Status Python License Focus Keywords

🚀 Project Overview

This project provides a comprehensive data analytics and machine learning solution to address the common paradox of "high sales, low profit" in retail businesses. By analyzing Superstore sales data, it identifies hidden drivers of unprofitability and offers actionable strategies to maximize profit.

The core objective is to move beyond simple reporting and leverage advanced analytics and machine learning to answer strategic business questions:

  1. Why is the profit margin decreasing despite increasing sales?
  2. Which customers are truly profitable, and which are primarily driven by discounts?
  3. How should the product portfolio be optimized for better profitability?

🧠 Methodology and Technical Approach

This project is implemented across several key modules, each addressing a specific aspect of profit optimization:

1. Diagnostic Analysis & Regression (Break-even Point Analysis)

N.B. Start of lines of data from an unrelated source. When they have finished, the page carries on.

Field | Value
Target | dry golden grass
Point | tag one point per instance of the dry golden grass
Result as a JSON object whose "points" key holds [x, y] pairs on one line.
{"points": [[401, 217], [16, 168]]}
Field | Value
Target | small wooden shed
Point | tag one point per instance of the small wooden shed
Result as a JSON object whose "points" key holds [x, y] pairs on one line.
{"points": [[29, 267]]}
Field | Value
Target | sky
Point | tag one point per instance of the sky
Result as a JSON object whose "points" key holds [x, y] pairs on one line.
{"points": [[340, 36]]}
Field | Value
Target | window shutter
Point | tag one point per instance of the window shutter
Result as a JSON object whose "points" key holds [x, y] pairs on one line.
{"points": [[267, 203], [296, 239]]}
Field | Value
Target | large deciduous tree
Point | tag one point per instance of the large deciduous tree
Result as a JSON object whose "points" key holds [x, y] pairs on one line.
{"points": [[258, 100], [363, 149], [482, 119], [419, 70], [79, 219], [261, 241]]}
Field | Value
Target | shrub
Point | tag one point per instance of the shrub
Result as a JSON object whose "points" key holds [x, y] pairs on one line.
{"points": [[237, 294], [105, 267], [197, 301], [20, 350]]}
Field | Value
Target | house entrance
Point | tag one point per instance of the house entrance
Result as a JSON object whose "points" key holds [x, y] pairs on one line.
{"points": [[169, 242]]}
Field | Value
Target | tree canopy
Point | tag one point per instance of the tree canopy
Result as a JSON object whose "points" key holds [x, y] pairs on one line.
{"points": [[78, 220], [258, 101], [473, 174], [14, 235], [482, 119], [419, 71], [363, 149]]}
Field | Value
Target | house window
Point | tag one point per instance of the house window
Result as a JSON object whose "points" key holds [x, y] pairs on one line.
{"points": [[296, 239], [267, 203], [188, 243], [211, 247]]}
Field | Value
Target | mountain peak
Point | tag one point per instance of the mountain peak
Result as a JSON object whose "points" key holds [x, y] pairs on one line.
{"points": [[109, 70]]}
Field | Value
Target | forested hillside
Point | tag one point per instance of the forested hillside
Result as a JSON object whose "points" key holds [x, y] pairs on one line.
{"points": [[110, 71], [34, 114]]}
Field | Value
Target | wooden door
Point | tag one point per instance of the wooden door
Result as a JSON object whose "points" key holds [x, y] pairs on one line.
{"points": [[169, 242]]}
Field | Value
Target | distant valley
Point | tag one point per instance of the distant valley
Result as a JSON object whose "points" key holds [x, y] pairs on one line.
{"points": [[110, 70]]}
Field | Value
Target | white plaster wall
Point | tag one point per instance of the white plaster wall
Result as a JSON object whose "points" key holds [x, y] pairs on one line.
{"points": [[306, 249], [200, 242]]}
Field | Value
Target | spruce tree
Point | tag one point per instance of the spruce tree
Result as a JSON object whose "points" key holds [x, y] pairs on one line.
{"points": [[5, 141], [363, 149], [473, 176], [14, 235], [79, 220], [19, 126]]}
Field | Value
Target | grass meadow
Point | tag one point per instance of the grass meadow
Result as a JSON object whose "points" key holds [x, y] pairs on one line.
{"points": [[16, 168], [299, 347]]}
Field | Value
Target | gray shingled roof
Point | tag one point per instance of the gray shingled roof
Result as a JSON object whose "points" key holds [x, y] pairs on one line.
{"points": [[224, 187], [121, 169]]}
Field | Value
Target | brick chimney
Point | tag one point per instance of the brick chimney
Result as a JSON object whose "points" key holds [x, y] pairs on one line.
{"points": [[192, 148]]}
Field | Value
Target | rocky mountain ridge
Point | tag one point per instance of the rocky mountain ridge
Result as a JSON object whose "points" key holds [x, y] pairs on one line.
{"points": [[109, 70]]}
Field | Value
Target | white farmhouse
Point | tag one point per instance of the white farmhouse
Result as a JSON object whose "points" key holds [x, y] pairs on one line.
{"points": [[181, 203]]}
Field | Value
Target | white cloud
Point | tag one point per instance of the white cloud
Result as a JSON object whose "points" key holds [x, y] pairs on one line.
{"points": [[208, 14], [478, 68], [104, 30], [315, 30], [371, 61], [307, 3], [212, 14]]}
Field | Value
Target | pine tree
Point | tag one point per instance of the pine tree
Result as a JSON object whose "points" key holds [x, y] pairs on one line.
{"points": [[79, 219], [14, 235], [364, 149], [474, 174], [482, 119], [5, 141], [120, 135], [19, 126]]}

Problem: Identifying factors impacting profitability. Methodology: Utilizes Linear Regression to determine variable weights. Specifically, it analyzes the relationship between discount rates and average profit to identify the break-even point. Insight: Discount Rate is the strongest negative coefficient. Analysis shows that discounts above 20% often lead to losses. File: src/Break-even point.py

2. Customer Segmentation (RFM & K-Means Clustering)

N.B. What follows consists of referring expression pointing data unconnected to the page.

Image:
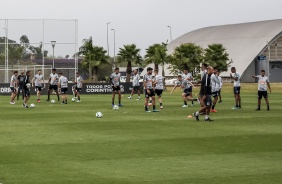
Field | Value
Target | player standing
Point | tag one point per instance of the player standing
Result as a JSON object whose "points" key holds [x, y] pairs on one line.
{"points": [[149, 92], [26, 89], [63, 84], [38, 81], [262, 88], [79, 85], [135, 84], [20, 84], [115, 80], [205, 94], [237, 87], [53, 84], [13, 87], [159, 86]]}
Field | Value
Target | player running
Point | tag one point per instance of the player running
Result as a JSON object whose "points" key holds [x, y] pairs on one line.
{"points": [[205, 94], [149, 91], [159, 86], [78, 87], [53, 84], [135, 84], [237, 87], [115, 80], [63, 84], [38, 81], [13, 87], [262, 88], [26, 88], [20, 85]]}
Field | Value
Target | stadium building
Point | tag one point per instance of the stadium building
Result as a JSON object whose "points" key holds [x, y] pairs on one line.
{"points": [[251, 46]]}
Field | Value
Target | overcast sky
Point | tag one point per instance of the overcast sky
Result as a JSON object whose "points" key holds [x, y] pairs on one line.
{"points": [[142, 22]]}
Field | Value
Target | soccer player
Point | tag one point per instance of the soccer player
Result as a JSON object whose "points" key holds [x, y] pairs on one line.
{"points": [[13, 87], [79, 85], [135, 84], [205, 94], [159, 86], [53, 84], [237, 87], [262, 88], [215, 83], [220, 87], [115, 80], [26, 88], [38, 81], [188, 76], [149, 91], [63, 84], [20, 84], [185, 85]]}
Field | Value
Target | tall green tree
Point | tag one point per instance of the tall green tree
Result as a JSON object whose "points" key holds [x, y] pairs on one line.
{"points": [[216, 56], [187, 55], [94, 58], [129, 54]]}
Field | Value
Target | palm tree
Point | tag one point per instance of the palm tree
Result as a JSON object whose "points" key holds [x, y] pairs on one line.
{"points": [[129, 54], [93, 58]]}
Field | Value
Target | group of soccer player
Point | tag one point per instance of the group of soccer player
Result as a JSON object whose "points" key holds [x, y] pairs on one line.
{"points": [[22, 83]]}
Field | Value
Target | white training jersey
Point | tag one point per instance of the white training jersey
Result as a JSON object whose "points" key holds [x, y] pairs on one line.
{"points": [[79, 82], [135, 81], [115, 78], [238, 82], [63, 82], [262, 83], [13, 81], [54, 79], [159, 84], [148, 79], [215, 83], [38, 80]]}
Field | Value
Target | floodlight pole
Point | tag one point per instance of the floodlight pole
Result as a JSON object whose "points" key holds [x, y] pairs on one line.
{"points": [[108, 38], [53, 43], [114, 47]]}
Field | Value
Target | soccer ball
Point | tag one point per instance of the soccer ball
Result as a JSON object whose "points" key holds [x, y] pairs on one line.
{"points": [[28, 85], [99, 115], [115, 107]]}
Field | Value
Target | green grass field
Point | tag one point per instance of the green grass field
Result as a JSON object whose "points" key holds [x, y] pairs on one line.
{"points": [[68, 144]]}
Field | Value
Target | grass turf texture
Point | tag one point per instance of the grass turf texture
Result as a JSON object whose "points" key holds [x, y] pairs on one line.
{"points": [[68, 144]]}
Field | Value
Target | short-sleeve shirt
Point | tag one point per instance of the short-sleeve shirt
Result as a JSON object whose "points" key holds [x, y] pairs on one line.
{"points": [[135, 81], [13, 81], [63, 82], [38, 80], [159, 84], [148, 79], [262, 83], [115, 78], [238, 82], [54, 79], [79, 82]]}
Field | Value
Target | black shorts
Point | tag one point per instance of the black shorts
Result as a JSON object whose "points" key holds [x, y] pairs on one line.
{"points": [[117, 88], [136, 88], [53, 87], [215, 94], [262, 94], [26, 92], [159, 92], [64, 90], [37, 88], [237, 90], [152, 93]]}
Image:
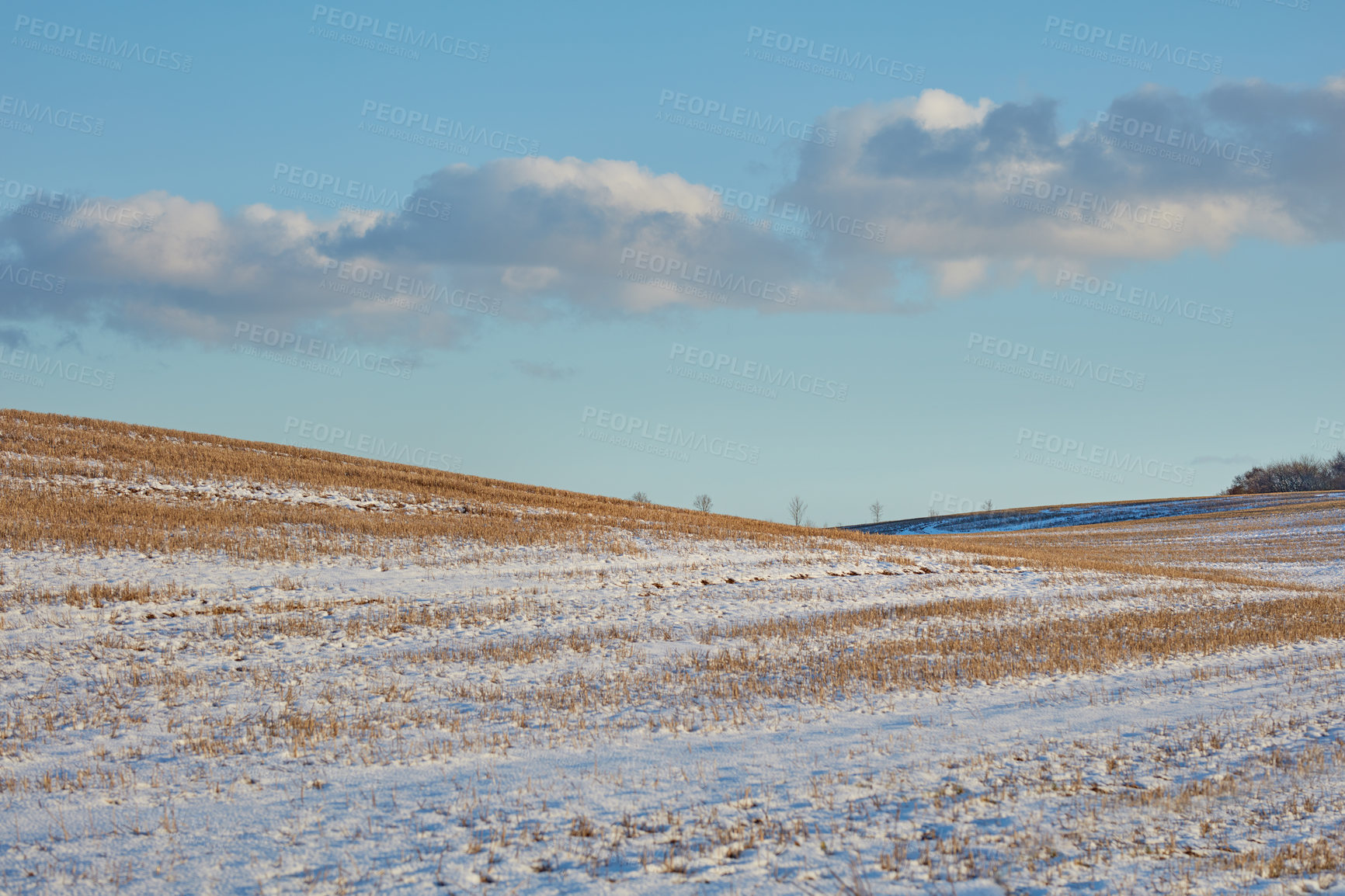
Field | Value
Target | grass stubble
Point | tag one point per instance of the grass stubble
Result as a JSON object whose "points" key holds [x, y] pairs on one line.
{"points": [[611, 622]]}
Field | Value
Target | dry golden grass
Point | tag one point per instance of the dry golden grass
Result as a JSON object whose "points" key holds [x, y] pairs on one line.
{"points": [[71, 514]]}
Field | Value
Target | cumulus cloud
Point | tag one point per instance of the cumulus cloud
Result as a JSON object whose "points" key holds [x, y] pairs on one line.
{"points": [[973, 190], [970, 190]]}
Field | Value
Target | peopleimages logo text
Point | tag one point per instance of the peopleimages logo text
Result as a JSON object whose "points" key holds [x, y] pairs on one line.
{"points": [[1106, 459], [1058, 362], [1093, 206], [1179, 139], [33, 279], [330, 189], [709, 277], [360, 25], [448, 128], [667, 435], [1124, 42], [367, 444], [286, 341], [756, 372], [742, 117], [795, 213], [832, 54], [106, 45], [31, 112], [1142, 297]]}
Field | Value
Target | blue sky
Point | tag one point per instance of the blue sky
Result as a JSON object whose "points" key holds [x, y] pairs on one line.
{"points": [[928, 255]]}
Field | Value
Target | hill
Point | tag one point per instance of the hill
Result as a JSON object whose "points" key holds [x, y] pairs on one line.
{"points": [[231, 666]]}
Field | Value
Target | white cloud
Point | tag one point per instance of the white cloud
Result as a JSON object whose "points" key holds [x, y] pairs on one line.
{"points": [[946, 176]]}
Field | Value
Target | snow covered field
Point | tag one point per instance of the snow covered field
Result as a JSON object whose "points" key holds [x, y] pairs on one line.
{"points": [[687, 714]]}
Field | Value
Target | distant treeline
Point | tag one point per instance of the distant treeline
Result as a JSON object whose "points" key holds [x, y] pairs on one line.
{"points": [[1305, 474]]}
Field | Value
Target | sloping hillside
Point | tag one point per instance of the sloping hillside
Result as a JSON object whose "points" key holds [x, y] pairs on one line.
{"points": [[237, 668]]}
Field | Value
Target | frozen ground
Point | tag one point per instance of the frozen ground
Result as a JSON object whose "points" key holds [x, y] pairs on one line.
{"points": [[527, 720], [1075, 514]]}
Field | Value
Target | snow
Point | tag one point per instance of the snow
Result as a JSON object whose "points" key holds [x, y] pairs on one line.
{"points": [[1082, 514], [115, 775]]}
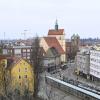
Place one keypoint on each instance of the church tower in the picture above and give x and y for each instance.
(56, 25)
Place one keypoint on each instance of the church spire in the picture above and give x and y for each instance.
(56, 25)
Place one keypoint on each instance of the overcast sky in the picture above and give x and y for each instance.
(38, 16)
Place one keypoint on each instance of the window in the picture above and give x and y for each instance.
(25, 76)
(25, 69)
(19, 69)
(19, 77)
(20, 84)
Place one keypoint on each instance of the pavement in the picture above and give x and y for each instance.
(47, 92)
(56, 94)
(70, 75)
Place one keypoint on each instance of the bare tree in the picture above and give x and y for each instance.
(36, 60)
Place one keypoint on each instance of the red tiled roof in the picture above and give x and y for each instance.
(56, 32)
(53, 42)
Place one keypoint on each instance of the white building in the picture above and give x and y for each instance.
(83, 63)
(95, 64)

Problem: Generic marketing strategies for all customers. Methodology: Combines RFM (Recency, Frequency, Monetary) analysis with K-Means Clustering to segment customers. Insight: Identifies distinct customer groups, such as: - High-Value Loyalists: High profit, low price sensitivity. - Discount Seekers: Primarily purchase unprofitable items (require discount policy adjustment). - Average Customers and At-Risk Customers. File: src/clustring.py

3. Customer Lifetime Value (CLV) Prediction

Problem: Lack of long-term customer value understanding. Methodology: Implements Beta-Geo/NBD and Gamma-Gamma models to predict customer lifetime value and churn probability. Insight: Provides insights into future profitability of customer segments and identifies customers at risk of churning. File: src/CLV.py

4. Strategic Product Portfolio & Executive Dashboard (BCG Matrix & Market Basket Analysis)

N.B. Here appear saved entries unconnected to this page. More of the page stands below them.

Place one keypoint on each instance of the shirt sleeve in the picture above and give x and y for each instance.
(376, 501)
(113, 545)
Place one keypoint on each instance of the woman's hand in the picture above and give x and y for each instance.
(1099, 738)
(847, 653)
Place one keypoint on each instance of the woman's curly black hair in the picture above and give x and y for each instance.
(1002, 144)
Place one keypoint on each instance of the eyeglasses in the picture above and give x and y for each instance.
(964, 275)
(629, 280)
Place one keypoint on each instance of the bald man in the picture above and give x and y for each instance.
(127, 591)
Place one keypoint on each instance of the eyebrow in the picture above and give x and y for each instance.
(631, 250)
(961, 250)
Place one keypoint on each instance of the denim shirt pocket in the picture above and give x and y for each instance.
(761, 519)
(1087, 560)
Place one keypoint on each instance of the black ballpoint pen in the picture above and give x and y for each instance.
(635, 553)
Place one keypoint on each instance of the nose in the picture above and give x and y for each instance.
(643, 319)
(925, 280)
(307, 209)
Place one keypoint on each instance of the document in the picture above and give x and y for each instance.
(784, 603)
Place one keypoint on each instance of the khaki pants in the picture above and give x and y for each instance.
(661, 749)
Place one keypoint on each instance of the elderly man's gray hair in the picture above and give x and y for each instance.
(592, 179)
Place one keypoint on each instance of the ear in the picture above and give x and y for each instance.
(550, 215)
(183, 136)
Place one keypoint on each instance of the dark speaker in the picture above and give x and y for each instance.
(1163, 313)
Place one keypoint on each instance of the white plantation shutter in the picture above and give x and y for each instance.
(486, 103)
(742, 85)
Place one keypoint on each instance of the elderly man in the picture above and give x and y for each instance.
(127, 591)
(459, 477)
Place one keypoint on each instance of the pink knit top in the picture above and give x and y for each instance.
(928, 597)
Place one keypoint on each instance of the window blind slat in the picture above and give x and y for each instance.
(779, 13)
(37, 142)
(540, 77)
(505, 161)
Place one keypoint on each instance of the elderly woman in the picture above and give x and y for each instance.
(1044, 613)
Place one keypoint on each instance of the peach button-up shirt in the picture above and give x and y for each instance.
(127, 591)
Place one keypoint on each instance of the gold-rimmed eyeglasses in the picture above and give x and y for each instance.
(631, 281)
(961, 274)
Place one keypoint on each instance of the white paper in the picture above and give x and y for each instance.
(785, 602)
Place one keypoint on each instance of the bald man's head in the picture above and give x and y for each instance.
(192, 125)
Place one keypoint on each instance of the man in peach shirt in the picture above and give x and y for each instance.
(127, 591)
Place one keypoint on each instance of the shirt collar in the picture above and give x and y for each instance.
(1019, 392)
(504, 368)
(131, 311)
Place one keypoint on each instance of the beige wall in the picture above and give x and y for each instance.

Problem: Unoptimized product portfolio and lack of clear strategic insights. Methodology: Develops advanced visualizations using Seaborn and Matplotlib for executive decision-making. Output: Includes BCG Matrix for product categorization, a "Kill List" of low-margin products, and a market basket heatmap for cross-selling opportunities. File: src/BCG and heatmap.py and src/matrix portfilio products.py


📊 Key Insights and Visualizations

1. Strategic Product Portfolio (BCG Matrix)

Technology products act as "Stars" (high growth, high profit), while furniture tables consume financial resources. BCG Matrix

2. The Kill List: Low-Margin Products

Identifies the top 10 products with the highest negative profit margins despite sales. Recommendations include discontinuing sales or increasing prices for these items. Kill List

3. Customer Segmentation

Precise differentiation of loyal (green) from unprofitable (red) customers to optimize advertising budgets. Clustering


🛠️ Tools and Technologies

  • Languages: Python
  • Data Analysis: Pandas, NumPy
  • Machine Learning: Scikit-Learn (K-Means, Linear Regression), Lifetimes (Beta-Geo/NBD, Gamma-Gamma)
  • Statistics: SciPy (Hypothesis Testing)
  • Visualization: Matplotlib, Seaborn
  • Text Processing: Arabic-Reshaper, Python-Bidi (for Persian text rendering)

💻 How to Run

  1. Clone the repository:
    git clone https://github.com/Mmadrb/Retail-Profit-Optimization.git
    cd Retail-Profit-Optimization
  2. Install dependencies:
    pip install -r requirements.txt
  3. Run the analysis scripts: Each Python file in the src/ directory can be run independently to generate specific analyses and visualizations. For example:
    python src/BCG\ and\ heatmap.py
    python src/Break-even\ point.py
    python src/CLV.py
    python src/clustring.py
    python src/matrix\ portfilio\ products.py
    Output images will be saved in the Output/ directory under their respective subfolders (e.g., Output/executive_dashboard/).

📄 License

This project is licensed under the MIT License - see the LICENSE file for details.

🚀 Future Enhancements

  • Integrate all scripts into a single, cohesive main execution file.
  • Develop a web-based dashboard (e.g., using Dash or Streamlit) for interactive exploration of insights.
  • Implement more advanced machine learning models for demand forecasting and price optimization.
  • Set up a robust CI/CD pipeline for automated testing and deployment.

About

This repository focuses on strategies and tools for optimizing retail profit margins. It includes analysis of pricing, inventory management, customer behavior, and operational efficiency to maximize profitability in retail environments.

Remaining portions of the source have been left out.